A scientist studying wolves near Kirland Lake notices a steady decline in the population of wolves over a four-year period of time.Explain how changes in the wolf population would affect the...

A scientist studying wolves near Kirland Lake notices a steady decline in the population of wolves over a four-year period of time.

Explain how changes in the wolf population would affect the plant community surrounding Kirland Lake.

Expert Answers
marbar57 eNotes educator| Certified Educator

The food chain is a predator-prey relationship in an ecosystem or habitat that maintains a healthy checks and balances situation within the habitat. 

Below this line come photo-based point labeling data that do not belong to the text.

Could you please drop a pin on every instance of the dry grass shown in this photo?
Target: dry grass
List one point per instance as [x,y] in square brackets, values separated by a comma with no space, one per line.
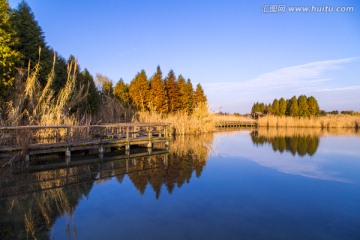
[330,121]
[35,106]
[272,132]
[201,121]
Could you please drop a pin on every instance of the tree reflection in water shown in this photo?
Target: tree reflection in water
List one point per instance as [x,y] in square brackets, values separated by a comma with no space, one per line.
[32,199]
[296,142]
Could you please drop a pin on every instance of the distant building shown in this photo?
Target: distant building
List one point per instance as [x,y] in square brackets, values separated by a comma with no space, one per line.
[256,115]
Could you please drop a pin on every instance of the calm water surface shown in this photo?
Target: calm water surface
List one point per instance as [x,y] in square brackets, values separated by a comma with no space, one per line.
[265,184]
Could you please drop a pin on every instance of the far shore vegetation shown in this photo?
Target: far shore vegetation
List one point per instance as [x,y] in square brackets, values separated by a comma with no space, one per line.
[40,87]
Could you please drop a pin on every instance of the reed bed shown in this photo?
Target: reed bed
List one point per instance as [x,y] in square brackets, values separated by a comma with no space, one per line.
[272,132]
[331,121]
[201,121]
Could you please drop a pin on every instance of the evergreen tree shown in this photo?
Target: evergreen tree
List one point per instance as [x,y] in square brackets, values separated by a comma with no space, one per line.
[173,92]
[31,39]
[276,107]
[158,98]
[9,57]
[182,90]
[188,97]
[199,95]
[293,107]
[105,84]
[282,107]
[313,106]
[303,106]
[139,91]
[121,91]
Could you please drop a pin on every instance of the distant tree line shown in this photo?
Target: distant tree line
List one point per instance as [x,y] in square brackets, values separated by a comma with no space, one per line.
[159,94]
[24,52]
[296,107]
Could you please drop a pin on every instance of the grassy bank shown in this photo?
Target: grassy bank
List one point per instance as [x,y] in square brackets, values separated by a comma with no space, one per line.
[201,121]
[330,121]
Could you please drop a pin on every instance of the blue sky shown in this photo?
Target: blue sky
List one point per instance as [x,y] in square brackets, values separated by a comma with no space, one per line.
[238,53]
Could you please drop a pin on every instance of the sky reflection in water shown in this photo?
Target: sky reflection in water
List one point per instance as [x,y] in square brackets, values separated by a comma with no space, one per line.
[230,185]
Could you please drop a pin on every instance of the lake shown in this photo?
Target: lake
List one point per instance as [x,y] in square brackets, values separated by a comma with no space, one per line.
[241,184]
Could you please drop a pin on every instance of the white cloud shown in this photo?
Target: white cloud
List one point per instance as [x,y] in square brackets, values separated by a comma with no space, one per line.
[285,82]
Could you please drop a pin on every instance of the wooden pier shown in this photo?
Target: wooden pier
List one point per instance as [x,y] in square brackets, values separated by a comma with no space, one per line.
[81,169]
[236,124]
[37,140]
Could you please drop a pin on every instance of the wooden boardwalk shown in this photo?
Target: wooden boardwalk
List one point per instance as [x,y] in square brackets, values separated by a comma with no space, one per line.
[91,168]
[36,140]
[236,124]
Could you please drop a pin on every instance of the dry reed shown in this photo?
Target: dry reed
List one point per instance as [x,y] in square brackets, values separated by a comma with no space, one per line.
[330,121]
[200,121]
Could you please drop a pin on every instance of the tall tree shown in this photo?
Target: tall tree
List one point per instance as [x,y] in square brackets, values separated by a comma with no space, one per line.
[303,106]
[282,107]
[93,97]
[313,106]
[105,84]
[61,75]
[187,98]
[121,91]
[199,95]
[9,57]
[276,107]
[173,92]
[158,97]
[139,91]
[293,109]
[31,39]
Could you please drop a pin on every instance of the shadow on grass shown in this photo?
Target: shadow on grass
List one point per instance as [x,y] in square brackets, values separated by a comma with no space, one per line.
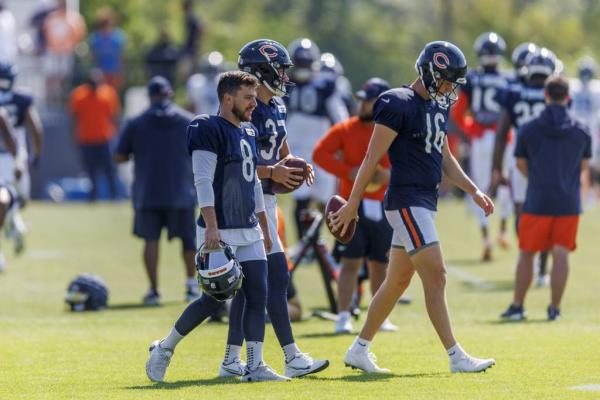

Every known food chain has a base made of autotrophs, or organisms able to manufacture their own food (i.e. plants).  In and around a lake, herbivores (mice, deer, moose, elk, etc.) feed upon the plants.  Then carnivores (wolves, bear, mountain lions, etc.) eat the herbivores.  

In a wetlands or forest habitat like Kirland Lake, wolves are at the top of the food chain.   If the wolf population started declining, there would be more herbivores to dine upon the plant population.  An overabundance of these animals could actually cause the plants to be overgrazed, even to the point of being entirely wiped out!  Then, because there aren't sufficient plants to eat, the herbivore population could start to decline.  Eventually, nature's checks and balances would thin out the herbivore population to a reasonable level.  With the absence of animals, the plant population would eventually be restored.  But, this cycle could take years!

In summary, any changes in a food chain adversely affect all levels within that food chain. 

pohnpei397 eNotes educator| Certified Educator

The decline in the wolf population will have an indirect impact on the plant community surrounding the lake.  Specifically, it will hurt the plant population.

This will happen because wolves are predators that kill deer and moose.  These two kinds of deer are herbivores that graze on the plant life in and around the lake.  As the wolf population goes down, more deer and moose will live because they are not getting killed by wolves.  This will mean more plants are being eaten and the plant population will most likely decrease.